A full-screen color managed system would need a color-aware compositing
manager, but would also allow applications to mark specific regions of the
screen to "opt out" from the transformation — UI widgets are assumed
to have sRGB pixels, for example, but a photograph would have a camera
profile instead. But by pushing the transformation into the compositor, it
becomes possible to offload the calculations to the GPU, potentially
speeding up workflow dramatically.
The compiz-cms
plug-in is an attempt to do this, although an incomplete one: because the
applications are not able to mark specific regions with different
transformation needs, the plug-in assumes all images are sRGB. For Compiz
users, however, it is an intriguing glimpse at the possibilities.
Behrmann has developed a draft specification for communicating color
regions, formerly called net-color but recently renamed X Color Management
(currently
in the draft stage for version 0.3). Hughes has concerns about the
specification for use with colord, including its network transparency and
its ease of implementation for application developers, but so far there is
not a competing proposal. As he told Libre Graphics World, however, he is
hoping to put together a plan for GNOME 3.4 that will incorporate colord
support into Mutter, the GNOME compositing manager, but it is likely to
involve changes to GTK+ and other parts of the stack as well.

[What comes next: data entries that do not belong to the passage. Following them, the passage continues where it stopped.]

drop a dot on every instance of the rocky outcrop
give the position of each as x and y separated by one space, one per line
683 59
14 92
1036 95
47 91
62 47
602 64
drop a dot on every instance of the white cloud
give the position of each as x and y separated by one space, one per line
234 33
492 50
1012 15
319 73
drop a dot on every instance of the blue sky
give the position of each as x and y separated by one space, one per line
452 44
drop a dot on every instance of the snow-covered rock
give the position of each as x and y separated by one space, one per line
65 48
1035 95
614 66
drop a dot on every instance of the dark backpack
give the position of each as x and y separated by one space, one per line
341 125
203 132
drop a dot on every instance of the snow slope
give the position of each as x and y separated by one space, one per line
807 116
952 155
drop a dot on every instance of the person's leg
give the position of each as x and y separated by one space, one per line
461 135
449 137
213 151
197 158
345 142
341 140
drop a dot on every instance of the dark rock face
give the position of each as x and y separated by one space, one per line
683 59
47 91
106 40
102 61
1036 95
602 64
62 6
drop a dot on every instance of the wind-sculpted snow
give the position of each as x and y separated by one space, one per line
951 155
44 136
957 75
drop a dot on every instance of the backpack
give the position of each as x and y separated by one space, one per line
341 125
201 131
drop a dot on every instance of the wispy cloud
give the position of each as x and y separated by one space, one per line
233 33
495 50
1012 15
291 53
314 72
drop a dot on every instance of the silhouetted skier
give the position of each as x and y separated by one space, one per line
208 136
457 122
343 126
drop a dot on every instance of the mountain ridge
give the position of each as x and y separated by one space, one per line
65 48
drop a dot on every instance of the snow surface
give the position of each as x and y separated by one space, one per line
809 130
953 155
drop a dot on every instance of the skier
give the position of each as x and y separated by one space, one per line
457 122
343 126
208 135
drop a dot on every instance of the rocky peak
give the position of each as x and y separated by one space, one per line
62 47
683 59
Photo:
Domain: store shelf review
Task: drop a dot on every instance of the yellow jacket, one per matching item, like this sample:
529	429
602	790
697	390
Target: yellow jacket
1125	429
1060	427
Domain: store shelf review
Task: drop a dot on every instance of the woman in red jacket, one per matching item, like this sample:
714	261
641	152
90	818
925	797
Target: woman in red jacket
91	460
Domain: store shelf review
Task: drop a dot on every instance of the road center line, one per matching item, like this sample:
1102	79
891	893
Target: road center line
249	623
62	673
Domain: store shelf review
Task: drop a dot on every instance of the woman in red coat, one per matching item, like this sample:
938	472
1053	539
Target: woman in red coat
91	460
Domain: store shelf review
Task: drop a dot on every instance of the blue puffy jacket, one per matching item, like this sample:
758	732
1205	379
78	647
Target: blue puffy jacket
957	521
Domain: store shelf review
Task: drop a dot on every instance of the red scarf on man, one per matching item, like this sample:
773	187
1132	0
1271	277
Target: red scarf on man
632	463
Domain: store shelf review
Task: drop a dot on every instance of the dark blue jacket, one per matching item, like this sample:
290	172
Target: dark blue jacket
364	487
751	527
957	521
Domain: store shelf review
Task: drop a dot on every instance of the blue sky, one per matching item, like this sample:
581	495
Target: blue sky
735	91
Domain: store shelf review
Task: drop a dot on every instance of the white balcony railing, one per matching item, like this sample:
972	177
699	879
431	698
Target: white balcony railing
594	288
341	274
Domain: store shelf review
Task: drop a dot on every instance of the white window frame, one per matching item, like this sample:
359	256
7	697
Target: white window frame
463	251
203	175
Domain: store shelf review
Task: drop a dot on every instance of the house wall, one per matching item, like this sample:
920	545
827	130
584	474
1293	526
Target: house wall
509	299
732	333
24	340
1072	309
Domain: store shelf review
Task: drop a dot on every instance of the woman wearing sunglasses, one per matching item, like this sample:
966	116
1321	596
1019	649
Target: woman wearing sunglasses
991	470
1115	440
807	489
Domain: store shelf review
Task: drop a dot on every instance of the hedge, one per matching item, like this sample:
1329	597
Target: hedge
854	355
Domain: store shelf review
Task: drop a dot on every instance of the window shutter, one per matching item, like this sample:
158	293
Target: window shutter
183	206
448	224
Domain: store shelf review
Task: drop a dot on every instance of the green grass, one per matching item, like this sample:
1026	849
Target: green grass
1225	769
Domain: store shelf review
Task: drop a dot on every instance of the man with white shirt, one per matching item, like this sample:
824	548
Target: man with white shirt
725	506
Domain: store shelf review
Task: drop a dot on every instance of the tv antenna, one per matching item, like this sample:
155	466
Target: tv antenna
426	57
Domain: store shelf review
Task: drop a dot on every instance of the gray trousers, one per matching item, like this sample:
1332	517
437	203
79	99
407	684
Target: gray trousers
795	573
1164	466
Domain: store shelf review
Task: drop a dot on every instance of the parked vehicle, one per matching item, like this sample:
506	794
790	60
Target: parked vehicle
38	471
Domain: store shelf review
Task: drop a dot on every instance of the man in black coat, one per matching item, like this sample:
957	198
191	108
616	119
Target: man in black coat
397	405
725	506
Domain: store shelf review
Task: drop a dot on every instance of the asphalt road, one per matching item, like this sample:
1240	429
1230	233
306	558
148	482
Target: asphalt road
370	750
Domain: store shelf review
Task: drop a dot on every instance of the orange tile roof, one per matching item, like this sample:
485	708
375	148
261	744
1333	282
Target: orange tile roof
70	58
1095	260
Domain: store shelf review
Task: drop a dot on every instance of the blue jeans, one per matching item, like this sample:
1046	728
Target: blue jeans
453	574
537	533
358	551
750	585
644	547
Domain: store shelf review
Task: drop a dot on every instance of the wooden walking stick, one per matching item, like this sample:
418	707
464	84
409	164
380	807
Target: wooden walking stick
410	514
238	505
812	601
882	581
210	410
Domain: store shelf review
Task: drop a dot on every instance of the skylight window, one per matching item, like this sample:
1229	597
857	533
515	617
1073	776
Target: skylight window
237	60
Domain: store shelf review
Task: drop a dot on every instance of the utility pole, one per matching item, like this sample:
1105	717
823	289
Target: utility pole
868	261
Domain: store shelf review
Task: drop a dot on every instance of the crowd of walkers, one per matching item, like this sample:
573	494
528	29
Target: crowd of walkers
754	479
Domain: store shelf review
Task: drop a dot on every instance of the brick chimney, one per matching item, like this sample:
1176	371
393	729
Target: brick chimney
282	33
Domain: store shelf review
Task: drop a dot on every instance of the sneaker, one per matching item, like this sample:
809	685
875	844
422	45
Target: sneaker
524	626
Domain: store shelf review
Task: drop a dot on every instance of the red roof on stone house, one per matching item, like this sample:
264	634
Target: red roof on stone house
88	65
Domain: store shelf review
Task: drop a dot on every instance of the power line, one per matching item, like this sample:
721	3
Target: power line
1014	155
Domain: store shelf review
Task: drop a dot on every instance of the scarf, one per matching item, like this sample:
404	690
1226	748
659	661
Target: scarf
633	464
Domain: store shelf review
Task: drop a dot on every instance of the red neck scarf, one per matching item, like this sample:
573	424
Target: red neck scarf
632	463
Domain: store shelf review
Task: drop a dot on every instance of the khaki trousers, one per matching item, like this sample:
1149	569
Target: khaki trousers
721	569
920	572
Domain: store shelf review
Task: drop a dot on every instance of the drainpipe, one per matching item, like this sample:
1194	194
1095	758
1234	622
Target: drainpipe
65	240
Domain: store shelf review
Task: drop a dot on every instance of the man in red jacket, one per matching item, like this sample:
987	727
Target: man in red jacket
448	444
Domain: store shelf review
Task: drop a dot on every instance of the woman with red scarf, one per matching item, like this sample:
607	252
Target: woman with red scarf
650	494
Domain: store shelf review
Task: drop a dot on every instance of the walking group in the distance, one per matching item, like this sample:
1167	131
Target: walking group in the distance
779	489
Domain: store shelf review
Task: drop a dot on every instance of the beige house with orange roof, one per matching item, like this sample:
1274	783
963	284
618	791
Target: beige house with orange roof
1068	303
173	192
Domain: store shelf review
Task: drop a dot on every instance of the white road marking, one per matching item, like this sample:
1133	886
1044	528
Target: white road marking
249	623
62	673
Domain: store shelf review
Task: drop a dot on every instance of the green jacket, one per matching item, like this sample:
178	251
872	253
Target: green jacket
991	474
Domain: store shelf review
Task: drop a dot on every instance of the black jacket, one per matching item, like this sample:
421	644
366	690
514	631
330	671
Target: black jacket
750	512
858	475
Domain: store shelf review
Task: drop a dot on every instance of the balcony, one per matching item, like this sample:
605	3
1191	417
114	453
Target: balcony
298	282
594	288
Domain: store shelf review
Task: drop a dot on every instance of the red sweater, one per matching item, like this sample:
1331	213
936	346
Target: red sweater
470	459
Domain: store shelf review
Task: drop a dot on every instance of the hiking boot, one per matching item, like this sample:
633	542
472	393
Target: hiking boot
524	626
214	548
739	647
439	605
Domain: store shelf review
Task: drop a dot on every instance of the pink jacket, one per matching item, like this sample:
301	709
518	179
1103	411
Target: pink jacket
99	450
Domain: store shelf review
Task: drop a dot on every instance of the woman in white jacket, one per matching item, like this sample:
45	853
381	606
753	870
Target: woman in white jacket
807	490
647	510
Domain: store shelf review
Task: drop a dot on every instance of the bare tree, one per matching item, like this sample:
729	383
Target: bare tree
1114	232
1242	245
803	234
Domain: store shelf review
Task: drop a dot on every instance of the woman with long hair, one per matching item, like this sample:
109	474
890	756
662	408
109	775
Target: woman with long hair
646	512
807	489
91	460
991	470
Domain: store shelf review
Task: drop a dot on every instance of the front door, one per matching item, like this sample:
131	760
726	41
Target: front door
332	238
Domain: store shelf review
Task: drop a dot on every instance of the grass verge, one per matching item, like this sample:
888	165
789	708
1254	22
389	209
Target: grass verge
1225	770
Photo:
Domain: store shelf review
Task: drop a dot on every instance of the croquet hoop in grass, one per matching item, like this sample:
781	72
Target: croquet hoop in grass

Color-management is not something that can be completely
automated, but desktop Linux is on track toward the next best thing, that the
choice of sane defaults is automated. Colord effectively moves
color-awareness out of the application space and down to the session level.
For most people, on modern video hardware, an automatically-detected
display profile will provide a "good enough" color balanced experience.
The list of applications taking advantage of it is short, but growing, but
the color geeks need not frown — as was the case before, those who
are interested in hand-tweaking their color matching can still dig into the
details and customize the experience.